The room went silent. Daniel’s smile froze halfway up his face.
“Mrs. Whitfield,” I said, “thank you for coming. I have the revised designs for the Hudson tower right here.” I unrolled them on the table. Forty-two floors. Cantilevered gardens. A community wing named after Margaret’s late husband, exactly the way she’d cried about wanting it over coffee last month.
Robert flipped through three pages and exhaled. “This is it. This is everything we asked for.”
Daniel finally found his voice. “Actually, those concepts were developed by our senior team, I just delegated the rendering to—”
“Daniel.” Margaret’s voice could cut steel. “I’ve known this girl since she was in pigtails. Her mother stitched my wedding dress. Don’t insult me by pretending you drew a single line on that page.”

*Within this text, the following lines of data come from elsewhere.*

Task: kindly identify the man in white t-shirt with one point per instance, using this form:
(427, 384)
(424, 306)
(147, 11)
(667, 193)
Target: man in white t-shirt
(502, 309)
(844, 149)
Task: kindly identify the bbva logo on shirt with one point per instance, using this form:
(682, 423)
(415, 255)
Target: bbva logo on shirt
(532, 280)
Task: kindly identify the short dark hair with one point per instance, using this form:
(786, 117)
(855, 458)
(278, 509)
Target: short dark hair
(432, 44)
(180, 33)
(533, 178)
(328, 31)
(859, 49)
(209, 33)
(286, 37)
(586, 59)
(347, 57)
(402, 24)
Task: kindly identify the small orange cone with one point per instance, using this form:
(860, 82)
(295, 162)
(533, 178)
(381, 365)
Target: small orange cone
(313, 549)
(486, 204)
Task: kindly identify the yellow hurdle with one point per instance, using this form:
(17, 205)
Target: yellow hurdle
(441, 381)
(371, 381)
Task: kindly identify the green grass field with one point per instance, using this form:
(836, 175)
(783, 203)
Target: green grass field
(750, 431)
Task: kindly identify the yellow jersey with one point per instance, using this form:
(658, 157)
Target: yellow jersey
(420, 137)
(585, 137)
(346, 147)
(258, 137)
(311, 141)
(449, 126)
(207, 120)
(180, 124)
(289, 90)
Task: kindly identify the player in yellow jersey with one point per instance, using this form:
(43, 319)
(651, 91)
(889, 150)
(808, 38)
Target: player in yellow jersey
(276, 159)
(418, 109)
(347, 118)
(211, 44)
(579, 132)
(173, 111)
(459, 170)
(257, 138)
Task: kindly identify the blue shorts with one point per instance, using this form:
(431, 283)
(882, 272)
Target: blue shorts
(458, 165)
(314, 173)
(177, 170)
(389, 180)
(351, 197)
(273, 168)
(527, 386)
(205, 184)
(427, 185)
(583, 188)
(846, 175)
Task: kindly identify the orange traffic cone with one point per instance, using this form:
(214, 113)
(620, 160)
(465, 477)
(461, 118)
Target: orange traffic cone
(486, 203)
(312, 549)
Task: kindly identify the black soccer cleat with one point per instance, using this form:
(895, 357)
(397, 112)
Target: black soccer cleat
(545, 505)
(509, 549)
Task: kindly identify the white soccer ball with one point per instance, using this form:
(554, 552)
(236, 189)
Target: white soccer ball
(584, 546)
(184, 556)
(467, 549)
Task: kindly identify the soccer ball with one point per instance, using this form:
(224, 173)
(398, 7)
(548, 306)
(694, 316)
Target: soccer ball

Then she turned to the managing partner, who’d just walked in pale as drywall. “Edward. We’re signing the eighty-million-dollar contract today. On one condition. Hannah is lead architect. Her name goes on the building. And this young man,” she didn’t even look at Daniel, “is nowhere near my project.”
Edward nodded so fast I thought his glasses would fall off.
Daniel reached for the blueprints anyway, some last reflex of entitlement. I slid them gently out from under his fingers.
“Pour yourself a coffee, Daniel,” I said softly. “The real architects are working.”
Three months later, the sign on the forty-second floor read Whitfield-Reyes Tower. My name. My mother’s maiden name, in brass, twelve stories tall.